Un polvorón en el polvorín

Metido entre los tres mejores futbolistas del año (Ronaldinho, Lampard y Eto'o), Leo Messi ha brillado en Stamford Bridge con un fulgor irresistible. Ha renacido una estrella, la que se alumbró el día del Gamper ante el Juventus y que echó el primer diente en el Bernabeu. La frescura de su juego, la alegría con que se tomó el reto de ser titular en el Barça, la ilusión por triunfar en un campo como el del Chelsea ha tirado del Barça, de un equipo que parecía conformarse con el empate a cero, para elevar lo que podía ser un partido sin historia en un espectáculo único. Echó del campo a Asier del Horno, y no por sus dotes interpretivas, que también las tiene, sino porque al joven bilbaíno le vino grande su marcaje: no podía con él e hizo lo que John Terry había recomendado hacer con Ronaldinho: pararlo a patadas.
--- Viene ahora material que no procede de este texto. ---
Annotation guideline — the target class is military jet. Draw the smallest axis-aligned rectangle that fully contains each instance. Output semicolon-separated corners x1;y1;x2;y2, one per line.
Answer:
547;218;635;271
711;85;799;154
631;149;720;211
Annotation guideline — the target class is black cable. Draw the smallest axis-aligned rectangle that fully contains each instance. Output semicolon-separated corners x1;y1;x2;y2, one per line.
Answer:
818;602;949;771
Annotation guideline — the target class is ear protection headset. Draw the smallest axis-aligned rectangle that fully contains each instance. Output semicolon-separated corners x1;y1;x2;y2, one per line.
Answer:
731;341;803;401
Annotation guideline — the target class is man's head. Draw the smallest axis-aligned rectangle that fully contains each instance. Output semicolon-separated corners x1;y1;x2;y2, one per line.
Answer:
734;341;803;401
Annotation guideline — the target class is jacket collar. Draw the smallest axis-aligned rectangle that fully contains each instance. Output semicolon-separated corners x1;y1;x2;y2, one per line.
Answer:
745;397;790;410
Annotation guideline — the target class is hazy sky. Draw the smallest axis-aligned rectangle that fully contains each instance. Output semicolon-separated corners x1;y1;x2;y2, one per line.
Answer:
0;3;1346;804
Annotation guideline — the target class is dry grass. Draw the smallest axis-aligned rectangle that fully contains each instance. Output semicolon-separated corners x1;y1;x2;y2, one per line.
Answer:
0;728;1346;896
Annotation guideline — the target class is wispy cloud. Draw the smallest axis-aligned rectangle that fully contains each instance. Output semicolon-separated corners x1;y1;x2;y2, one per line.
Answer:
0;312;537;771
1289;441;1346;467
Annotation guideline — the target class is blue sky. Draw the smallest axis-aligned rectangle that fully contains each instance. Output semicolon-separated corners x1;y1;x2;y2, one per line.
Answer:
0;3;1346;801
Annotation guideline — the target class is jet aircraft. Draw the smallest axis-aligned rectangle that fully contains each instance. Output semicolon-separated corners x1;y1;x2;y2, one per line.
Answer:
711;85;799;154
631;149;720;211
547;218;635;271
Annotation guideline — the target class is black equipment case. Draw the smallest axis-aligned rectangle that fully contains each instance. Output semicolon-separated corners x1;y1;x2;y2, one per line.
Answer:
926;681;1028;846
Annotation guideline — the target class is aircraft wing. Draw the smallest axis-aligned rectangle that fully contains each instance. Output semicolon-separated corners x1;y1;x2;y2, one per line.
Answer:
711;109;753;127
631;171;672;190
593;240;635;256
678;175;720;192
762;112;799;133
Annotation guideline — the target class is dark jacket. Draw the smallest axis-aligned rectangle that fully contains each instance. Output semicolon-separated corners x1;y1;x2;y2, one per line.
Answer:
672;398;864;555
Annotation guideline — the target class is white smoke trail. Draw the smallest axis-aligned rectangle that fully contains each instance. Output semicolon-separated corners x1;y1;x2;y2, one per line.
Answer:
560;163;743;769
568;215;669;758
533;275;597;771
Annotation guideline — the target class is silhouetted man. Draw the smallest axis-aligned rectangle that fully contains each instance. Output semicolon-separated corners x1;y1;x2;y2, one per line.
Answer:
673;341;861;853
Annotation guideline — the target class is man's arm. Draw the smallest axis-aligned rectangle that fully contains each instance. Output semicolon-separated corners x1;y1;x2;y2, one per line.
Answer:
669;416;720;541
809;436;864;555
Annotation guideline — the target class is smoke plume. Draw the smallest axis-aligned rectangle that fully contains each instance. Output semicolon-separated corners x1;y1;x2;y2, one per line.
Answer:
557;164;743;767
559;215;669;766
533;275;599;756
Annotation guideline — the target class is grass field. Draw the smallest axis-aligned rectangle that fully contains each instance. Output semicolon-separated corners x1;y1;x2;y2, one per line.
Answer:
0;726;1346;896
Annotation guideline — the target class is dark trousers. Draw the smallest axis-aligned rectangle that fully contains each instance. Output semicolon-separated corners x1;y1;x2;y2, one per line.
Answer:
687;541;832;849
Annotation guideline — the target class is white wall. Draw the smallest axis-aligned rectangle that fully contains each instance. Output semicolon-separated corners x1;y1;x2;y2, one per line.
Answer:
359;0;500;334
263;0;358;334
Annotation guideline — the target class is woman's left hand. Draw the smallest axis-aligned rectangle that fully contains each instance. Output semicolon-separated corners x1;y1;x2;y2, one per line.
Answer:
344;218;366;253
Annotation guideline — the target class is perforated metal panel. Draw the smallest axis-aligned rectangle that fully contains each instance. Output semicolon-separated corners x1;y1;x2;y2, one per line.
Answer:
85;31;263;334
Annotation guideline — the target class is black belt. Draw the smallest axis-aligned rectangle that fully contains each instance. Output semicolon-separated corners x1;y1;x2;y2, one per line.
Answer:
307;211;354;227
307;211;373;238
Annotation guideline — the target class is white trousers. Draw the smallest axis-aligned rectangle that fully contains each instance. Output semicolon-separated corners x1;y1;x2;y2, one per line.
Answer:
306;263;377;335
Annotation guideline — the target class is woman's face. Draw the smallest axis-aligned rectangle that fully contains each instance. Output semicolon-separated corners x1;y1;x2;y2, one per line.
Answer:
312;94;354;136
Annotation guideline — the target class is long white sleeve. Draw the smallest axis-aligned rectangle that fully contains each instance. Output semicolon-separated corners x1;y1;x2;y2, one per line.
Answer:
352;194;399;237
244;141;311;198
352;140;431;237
Por encima del juego colectivo del Barça, lo más grande que ha sucedido hoy en la capital del imperio futbolístico, la cuna de este deporte que es la única religión laica que cuenta con feligreses en todo el mundo, se llama Messi, apócope de Mesías, una marca de polvorones.

Positifo: la actitud de Frank Rijkaard, quitando importancia al estado del campo, con lo que evitó que algunos jugadores importantes de su equipo cayeran en una especie de psicosis por ese motivo y la utilizaran como una excusa.
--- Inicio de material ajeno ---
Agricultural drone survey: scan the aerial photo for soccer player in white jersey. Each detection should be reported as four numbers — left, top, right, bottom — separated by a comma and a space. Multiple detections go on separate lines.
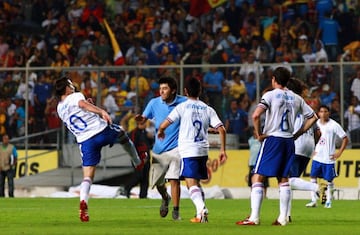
55, 76, 143, 222
157, 78, 227, 223
287, 78, 319, 222
135, 77, 187, 220
306, 105, 349, 208
236, 67, 317, 226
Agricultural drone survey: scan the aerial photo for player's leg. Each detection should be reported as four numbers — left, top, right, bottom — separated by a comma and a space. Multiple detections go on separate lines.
115, 125, 144, 170
0, 170, 6, 197
181, 156, 209, 223
79, 166, 96, 222
323, 164, 337, 208
273, 178, 291, 225
7, 169, 15, 197
164, 148, 181, 220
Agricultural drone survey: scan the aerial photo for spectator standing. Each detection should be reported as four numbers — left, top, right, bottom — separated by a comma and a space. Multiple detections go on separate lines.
0, 134, 18, 197
157, 78, 227, 223
306, 105, 348, 208
225, 99, 248, 147
135, 77, 186, 220
236, 67, 317, 226
124, 119, 154, 198
55, 76, 143, 222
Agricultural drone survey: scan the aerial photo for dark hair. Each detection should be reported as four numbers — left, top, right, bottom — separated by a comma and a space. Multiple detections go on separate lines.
158, 77, 177, 91
286, 78, 306, 95
55, 76, 70, 98
273, 67, 291, 87
319, 104, 330, 112
185, 78, 201, 97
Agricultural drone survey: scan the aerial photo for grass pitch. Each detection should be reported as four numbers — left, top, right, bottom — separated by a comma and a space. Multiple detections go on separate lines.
0, 198, 360, 235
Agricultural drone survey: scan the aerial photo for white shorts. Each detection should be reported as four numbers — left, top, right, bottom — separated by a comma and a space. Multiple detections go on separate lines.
149, 148, 181, 188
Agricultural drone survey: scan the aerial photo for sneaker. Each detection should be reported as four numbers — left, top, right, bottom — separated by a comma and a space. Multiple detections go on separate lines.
272, 219, 286, 226
172, 210, 181, 220
132, 152, 149, 171
305, 201, 317, 207
79, 200, 89, 222
160, 194, 171, 218
235, 217, 260, 225
190, 208, 209, 223
324, 202, 331, 209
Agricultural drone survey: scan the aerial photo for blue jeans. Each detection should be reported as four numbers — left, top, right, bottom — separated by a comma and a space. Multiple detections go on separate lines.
0, 169, 15, 197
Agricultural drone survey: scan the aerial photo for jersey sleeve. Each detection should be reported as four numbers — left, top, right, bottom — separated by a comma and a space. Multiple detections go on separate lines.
166, 104, 183, 123
70, 92, 85, 106
209, 106, 224, 129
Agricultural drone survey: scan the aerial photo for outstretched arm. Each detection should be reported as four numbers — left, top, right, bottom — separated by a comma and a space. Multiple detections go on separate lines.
332, 136, 349, 160
79, 100, 112, 124
294, 113, 318, 139
157, 119, 171, 139
217, 126, 227, 165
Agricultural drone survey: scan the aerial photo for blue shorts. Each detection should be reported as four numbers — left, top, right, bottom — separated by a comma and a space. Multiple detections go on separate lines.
180, 156, 208, 180
79, 124, 126, 166
254, 136, 295, 178
310, 160, 337, 182
289, 155, 310, 177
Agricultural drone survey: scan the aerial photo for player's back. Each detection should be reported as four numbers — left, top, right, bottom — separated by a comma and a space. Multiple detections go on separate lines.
57, 92, 107, 143
168, 99, 222, 157
259, 89, 312, 138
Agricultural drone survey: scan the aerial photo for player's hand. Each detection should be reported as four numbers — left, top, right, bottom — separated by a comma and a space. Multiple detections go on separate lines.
86, 98, 95, 104
256, 134, 267, 142
219, 151, 227, 166
330, 152, 340, 161
135, 114, 146, 123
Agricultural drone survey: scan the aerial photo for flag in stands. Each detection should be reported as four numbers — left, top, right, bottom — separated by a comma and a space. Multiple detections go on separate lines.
208, 0, 227, 8
103, 19, 125, 65
189, 0, 227, 17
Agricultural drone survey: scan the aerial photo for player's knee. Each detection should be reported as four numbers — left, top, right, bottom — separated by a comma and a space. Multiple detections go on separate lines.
119, 131, 129, 144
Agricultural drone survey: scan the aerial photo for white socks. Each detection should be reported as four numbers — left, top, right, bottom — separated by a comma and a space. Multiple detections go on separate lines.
278, 182, 291, 223
249, 182, 264, 221
189, 186, 205, 216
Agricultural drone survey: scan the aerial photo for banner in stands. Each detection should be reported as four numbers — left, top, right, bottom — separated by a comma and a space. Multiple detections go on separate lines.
16, 150, 58, 178
202, 149, 360, 187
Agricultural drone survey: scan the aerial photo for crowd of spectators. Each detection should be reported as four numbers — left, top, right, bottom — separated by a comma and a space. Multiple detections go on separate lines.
0, 0, 360, 147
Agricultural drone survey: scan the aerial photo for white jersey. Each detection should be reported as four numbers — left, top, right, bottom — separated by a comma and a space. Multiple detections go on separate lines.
313, 119, 346, 164
294, 114, 315, 158
57, 92, 108, 143
258, 89, 314, 138
167, 99, 223, 158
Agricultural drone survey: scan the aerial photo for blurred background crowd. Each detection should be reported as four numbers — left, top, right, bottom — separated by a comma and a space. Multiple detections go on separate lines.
0, 0, 360, 145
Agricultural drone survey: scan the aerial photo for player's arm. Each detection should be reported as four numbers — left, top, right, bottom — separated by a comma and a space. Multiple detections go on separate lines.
252, 106, 266, 141
216, 126, 227, 165
332, 136, 349, 160
157, 119, 171, 139
294, 113, 318, 139
135, 114, 147, 123
79, 100, 112, 124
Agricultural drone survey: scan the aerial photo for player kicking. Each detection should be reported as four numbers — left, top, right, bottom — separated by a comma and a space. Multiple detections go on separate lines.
157, 78, 227, 223
236, 67, 317, 226
306, 105, 349, 208
55, 76, 143, 222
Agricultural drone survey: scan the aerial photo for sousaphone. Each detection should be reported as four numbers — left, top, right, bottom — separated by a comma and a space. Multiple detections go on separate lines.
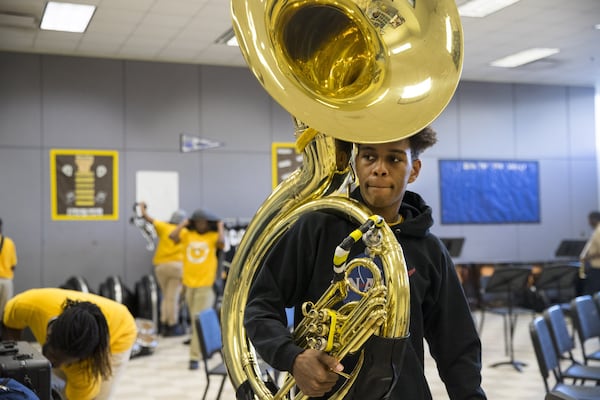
221, 0, 463, 399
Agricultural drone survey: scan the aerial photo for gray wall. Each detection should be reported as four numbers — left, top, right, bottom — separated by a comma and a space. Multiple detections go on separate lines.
0, 52, 598, 292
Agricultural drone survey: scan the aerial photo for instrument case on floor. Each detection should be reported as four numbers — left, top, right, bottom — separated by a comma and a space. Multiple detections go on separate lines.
0, 340, 52, 400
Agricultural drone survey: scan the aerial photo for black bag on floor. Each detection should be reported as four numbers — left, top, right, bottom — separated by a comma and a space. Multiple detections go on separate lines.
0, 340, 52, 400
0, 378, 39, 400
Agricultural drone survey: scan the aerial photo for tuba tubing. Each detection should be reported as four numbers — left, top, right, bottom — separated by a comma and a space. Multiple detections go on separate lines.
221, 134, 410, 399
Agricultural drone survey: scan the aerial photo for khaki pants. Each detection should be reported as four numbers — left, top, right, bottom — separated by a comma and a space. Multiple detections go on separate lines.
185, 286, 217, 361
155, 261, 183, 326
0, 278, 13, 318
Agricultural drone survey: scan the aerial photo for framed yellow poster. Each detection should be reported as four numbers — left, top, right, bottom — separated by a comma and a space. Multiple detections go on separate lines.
271, 142, 302, 188
50, 149, 119, 221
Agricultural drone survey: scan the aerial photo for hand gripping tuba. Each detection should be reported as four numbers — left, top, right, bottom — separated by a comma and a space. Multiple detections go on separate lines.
221, 0, 463, 400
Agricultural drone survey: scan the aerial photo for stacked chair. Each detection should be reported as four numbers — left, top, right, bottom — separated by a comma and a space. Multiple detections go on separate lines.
529, 290, 600, 400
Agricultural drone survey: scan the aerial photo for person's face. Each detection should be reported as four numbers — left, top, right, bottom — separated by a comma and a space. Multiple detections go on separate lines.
194, 219, 208, 233
356, 139, 421, 222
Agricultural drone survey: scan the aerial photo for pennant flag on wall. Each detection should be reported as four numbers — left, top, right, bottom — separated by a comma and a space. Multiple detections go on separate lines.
179, 133, 223, 153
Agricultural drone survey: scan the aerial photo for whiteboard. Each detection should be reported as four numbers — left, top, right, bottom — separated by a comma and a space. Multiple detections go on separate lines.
135, 171, 179, 221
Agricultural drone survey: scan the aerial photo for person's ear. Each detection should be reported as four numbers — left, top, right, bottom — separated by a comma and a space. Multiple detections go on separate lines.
408, 158, 421, 183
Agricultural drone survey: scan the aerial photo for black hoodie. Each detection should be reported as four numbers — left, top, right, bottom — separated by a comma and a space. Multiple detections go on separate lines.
244, 190, 486, 400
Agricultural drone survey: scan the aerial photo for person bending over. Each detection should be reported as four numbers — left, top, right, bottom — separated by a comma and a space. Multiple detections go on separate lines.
2, 288, 137, 400
244, 127, 486, 400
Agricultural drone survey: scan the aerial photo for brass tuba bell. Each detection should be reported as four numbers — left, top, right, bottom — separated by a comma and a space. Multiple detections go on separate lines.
221, 0, 463, 399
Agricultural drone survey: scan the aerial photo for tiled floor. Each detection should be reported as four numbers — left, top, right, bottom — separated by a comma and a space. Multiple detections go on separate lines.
116, 314, 596, 400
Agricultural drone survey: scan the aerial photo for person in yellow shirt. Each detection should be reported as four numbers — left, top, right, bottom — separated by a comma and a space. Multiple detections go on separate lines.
139, 202, 185, 336
2, 288, 137, 400
169, 210, 225, 370
0, 219, 17, 312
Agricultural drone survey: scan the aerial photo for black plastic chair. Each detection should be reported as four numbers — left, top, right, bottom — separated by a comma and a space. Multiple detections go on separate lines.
544, 305, 600, 383
571, 295, 600, 364
195, 308, 227, 400
529, 317, 600, 400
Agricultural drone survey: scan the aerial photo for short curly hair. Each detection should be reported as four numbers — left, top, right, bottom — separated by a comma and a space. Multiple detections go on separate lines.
408, 126, 437, 160
47, 299, 112, 379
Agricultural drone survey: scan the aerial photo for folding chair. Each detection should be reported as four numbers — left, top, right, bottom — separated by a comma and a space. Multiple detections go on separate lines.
194, 308, 227, 400
571, 295, 600, 364
529, 317, 600, 400
544, 305, 600, 383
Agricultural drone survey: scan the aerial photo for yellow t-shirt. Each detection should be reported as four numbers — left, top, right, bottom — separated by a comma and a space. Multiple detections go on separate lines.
179, 228, 219, 288
0, 235, 17, 279
152, 220, 183, 265
3, 288, 137, 400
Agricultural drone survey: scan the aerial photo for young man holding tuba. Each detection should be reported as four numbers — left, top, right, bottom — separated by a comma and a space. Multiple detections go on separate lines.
244, 127, 486, 400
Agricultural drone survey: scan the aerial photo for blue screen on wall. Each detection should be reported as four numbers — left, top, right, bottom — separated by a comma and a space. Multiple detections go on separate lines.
439, 160, 540, 224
Nejatifo: el penoso arbitraje del mediocre colegiado noruego, discutible en casi todas sus decisiones, y que se dejó presionar de un modo indecente por los jugadores del Barça en la expulsión de Del Horno (quien, no obstante, pudo ser expulsado unos minutos antes en una entrada que convirtió en fuera de banda contra el Chelsea).